Aaron Judge getting owned by Jake Diekman completely wasted fiery Luke Weaver inning

The Yankees are a coin flip, and they cannot win a close game.

Tampa Bay Rays v New York Yankees
Tampa Bay Rays v New York Yankees / Jim McIsaac/GettyImages

The New York Yankees' bullpen, given a little bit of luck, did everything they possibly could to keep Tuesday night's Subway Series opener close. Predictably, the Yankees' offense decided that a one-run deficit was close enough for them.

Based on the way these final innings unfolded following Jeff McNeil's two-run homer to grab a 3-1 lead for the Mets, whichever team lost the game was bound to be upset by the result. Each club had countless chances to either expand their lead or catch up fully. The Yankees put the leadoff runner on in the seventh inning, down a run, when Mets reliever Dedniel Nuñez dropped the feed from Pete Alonso after a diving snag. Every Met fan feared a Luis Castillo scenario, but these Yankees don't do that anymore; they didn't score.

Ben Rice mashed a ball to Death Valley that would've been a home run in 17 big-league parks, but this wasn't one of them. Harrison Bader found it relatively easily.

The best scoring chance belonged to the Mets, however, who loaded the bases with one out against Luke Weaver. The Yankees' setup man somehow found enough juice to strike out Luis Torrens, but fell behind 3-0 to the very next batter, Tyrone Taylor.

Fastball, changeup, changeup was the pitch-perfect sequence that sent him to the dugout squealing.

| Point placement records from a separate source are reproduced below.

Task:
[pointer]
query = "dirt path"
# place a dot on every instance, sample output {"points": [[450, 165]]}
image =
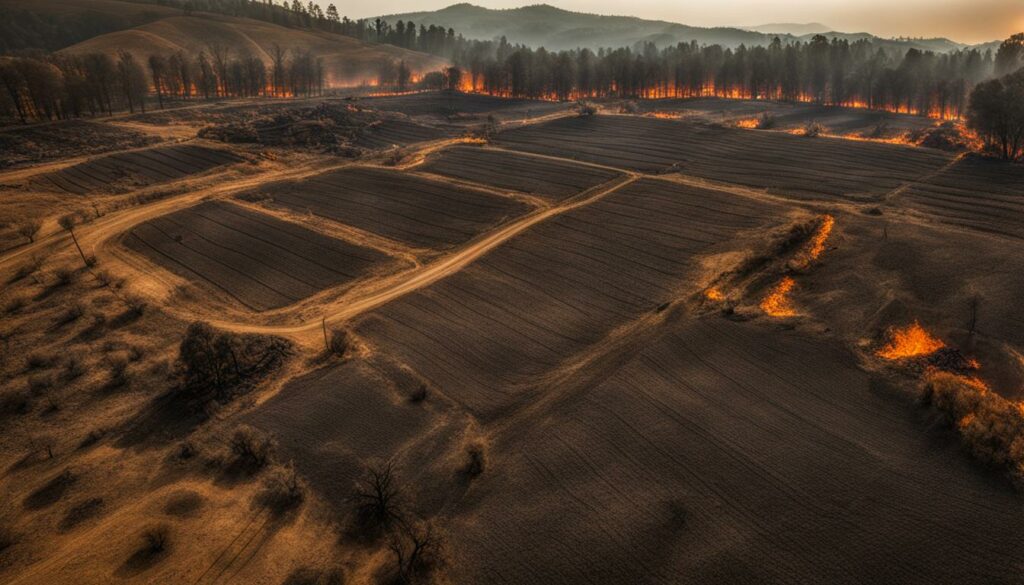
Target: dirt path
{"points": [[345, 308]]}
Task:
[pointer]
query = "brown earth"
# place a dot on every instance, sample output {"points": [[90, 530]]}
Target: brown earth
{"points": [[555, 317]]}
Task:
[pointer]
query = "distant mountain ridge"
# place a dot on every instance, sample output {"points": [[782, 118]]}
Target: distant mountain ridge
{"points": [[791, 28], [555, 29]]}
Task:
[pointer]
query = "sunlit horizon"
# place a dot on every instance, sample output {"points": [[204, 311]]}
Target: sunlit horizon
{"points": [[962, 21]]}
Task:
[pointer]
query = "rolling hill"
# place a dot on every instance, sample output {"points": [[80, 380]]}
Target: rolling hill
{"points": [[555, 29], [157, 29]]}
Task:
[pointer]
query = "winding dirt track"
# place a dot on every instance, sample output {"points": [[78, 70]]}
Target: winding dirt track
{"points": [[94, 236], [346, 308]]}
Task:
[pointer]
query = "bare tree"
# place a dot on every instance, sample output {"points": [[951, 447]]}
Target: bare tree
{"points": [[30, 228]]}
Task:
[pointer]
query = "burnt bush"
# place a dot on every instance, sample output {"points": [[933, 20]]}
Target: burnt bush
{"points": [[216, 365], [117, 373], [62, 277], [283, 491], [416, 548], [70, 315], [252, 449], [376, 498], [50, 492], [339, 342], [476, 460]]}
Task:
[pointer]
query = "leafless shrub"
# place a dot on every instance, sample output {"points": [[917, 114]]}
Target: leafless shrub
{"points": [[476, 460], [117, 373], [419, 394], [376, 498], [416, 548], [92, 437], [62, 277], [40, 384], [156, 539], [50, 492], [107, 280], [991, 426], [38, 361], [135, 306], [214, 366], [30, 230], [74, 368], [339, 342], [251, 448], [81, 512], [135, 352], [283, 490], [70, 315]]}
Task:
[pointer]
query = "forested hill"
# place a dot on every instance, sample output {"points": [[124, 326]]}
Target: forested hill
{"points": [[555, 29]]}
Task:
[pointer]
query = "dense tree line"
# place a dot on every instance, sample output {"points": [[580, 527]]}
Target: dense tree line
{"points": [[996, 114], [57, 86], [836, 72]]}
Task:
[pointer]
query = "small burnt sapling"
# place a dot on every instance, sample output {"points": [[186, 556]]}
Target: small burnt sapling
{"points": [[215, 365]]}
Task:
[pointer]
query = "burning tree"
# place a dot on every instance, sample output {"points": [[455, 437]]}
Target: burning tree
{"points": [[996, 114]]}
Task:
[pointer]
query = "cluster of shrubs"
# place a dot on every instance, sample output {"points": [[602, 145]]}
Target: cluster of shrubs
{"points": [[216, 366], [991, 426]]}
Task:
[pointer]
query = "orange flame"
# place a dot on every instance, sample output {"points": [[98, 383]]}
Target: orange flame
{"points": [[817, 243], [777, 302], [909, 341]]}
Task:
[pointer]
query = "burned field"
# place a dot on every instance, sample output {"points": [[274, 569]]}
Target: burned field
{"points": [[416, 211], [255, 259], [493, 330], [790, 166], [33, 144], [547, 178], [977, 194], [836, 120], [553, 335], [462, 107], [124, 171], [712, 457]]}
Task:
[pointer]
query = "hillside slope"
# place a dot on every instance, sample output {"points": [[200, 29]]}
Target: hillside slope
{"points": [[556, 29], [164, 31]]}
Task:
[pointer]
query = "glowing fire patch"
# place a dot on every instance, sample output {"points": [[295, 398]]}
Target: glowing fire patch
{"points": [[777, 302], [910, 341], [817, 243]]}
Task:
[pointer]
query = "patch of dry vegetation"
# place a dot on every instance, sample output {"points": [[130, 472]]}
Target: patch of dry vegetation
{"points": [[991, 426], [216, 366]]}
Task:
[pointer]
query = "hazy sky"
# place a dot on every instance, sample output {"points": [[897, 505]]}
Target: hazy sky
{"points": [[965, 21]]}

The Yankees simply couldn't lose after that.

Yankees lose as Aaron Judge, offense lets down Luke Weaver again

But, again, these Yankees are different. "Different" in the way that they no longer win close games. "Different" in the way that they can't seem to build upon internal momentum shifts. "Different" in that they can't seem to conjure magic, late inning or otherwise.

In the ninth, against Jake Diekman, who is not the Mets closer and sports a 5.28 ERA and has subtracted 0.6 bWAR this season, Juan Soto (taking a semi-decoy at-bat with a painful hand) walked on four pitches.

That allowed Aaron Judge to, potentially, see his first pitches to hit of the entire game. He got one right away, taking a fastball directly down the middle. Three pitches later, Diekman did this, the painting equivalent of when Rafael Devers plays like a Gold Glove third baseman against only the Yankees.

Perfect pitch -- but, of course, the damage pitch was the first one. Judge stared at it like he was glaring at Jose Siri.

Rookie Ben Rice grounded out to end it, and he might have stood a better chance if he hadn't been banned from facing left-handers for two weeks, only to be shown one in a lonely at-bat with the game on the line.

The Yankees made myriad mistakes in this game, starting with the lineup. So did the Mets, which concluded with Harrison Bader running into the second out of the top of the ninth at third base. This loss was bound to sting whichever team was left holding the bag. Predictably, since it was a Yankees home game (they're now 6-14 in their past 20 games in the Bronx), they figured out a way to go limp.

This time, it actually fell on Judge's substantial shoulders.